Nellie Cora Greenwood Andrews (April 21, 1864 – 1958) was an American-born Canadian educator, suffragist, temperance worker, and clubwoman. She was also the first woman student to enroll in Victoria College in Ontario, the third woman to graduate from college in Canada (after Grace Annie Lockhart in 1875 and Harriet Starr Stewart in 1882), and the first woman in Canada to earn a Bachelor of Science degree, in 1884.

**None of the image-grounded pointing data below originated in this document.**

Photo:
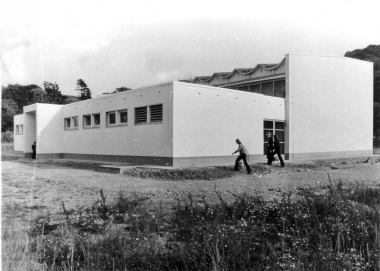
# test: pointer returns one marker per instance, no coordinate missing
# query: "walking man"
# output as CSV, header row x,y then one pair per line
x,y
243,155
269,148
34,147
277,150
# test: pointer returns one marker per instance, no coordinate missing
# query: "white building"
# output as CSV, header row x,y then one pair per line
x,y
318,106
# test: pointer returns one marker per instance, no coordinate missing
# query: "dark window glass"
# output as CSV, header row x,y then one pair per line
x,y
265,134
124,117
75,121
68,123
141,115
112,118
280,125
255,88
97,119
87,120
279,89
244,88
156,113
267,88
280,135
268,124
282,151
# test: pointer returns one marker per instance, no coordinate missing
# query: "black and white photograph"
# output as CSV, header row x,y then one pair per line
x,y
190,135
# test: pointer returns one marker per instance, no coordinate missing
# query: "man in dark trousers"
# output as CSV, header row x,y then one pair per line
x,y
277,150
269,148
34,147
243,155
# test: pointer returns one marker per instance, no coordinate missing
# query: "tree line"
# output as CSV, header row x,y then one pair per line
x,y
372,54
15,97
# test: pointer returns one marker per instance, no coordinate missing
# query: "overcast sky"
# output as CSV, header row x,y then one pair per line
x,y
110,44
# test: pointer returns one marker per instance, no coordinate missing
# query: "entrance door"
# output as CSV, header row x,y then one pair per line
x,y
276,128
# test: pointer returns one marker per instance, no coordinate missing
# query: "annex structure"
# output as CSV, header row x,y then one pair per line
x,y
319,106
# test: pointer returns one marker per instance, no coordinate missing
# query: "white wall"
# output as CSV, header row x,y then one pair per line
x,y
19,139
49,128
207,120
130,140
329,105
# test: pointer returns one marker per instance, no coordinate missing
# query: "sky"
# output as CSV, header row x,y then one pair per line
x,y
111,44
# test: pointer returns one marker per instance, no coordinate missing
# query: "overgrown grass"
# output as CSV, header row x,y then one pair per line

==Early life and education==
Nellie Cora Greenwood was born in Farmington, Maine, the daughter of Cyprian Stevens Greenwood and Esther Elizabeth Butterfield Greenwood. She graduated from Victoria College in Toronto in 1884, as the first woman student enrolled at the school, the second woman to graduate from a Canadian college, and the first woman in Canada to earn a Bachelor of Science degree. In 1910, she was a special guest for an event at Victoria College, marking the 30th anniversary of her admission, and thus of the admission of women to the school.

==Career==
Greenwood was a schoolteacher before she married in 1887. She taught botany and drawing at Peterborough Collegiate Institute from 1892 to 1894, and she taught mathematics and astronomy at Mount Allison College in New Brunswick for two years.

Her husband became the first president of Regina College in 1911. From 1912 to 1917, Nellie Andrews was president of the Saskatchewan Women's Christian Temperance Union. She also worked for women's suffrage, as chair of the first Provincial Equal Franchise Board. She addressed the provincial legislature on suffrage in 1915. She was elected to the Regina Collegiate Board in 1921, and was founding president of the University Women's Club of Regina.

==Personal life==
Greenwood married Wilbur William Andrews in 1887; they had three children, Mabel, Herbert, and Elizabeth. Her husband was a Methodist clergyman, professor, and agriculturist; he died in 1922. Andrews died in 1958, at the age of 93, in Regina. There is a manuscript of her reminiscences in the Victoria University Student Collection. In 1992, the Regina Plains Museum included Andrews among notable local women in a display for Canada 125.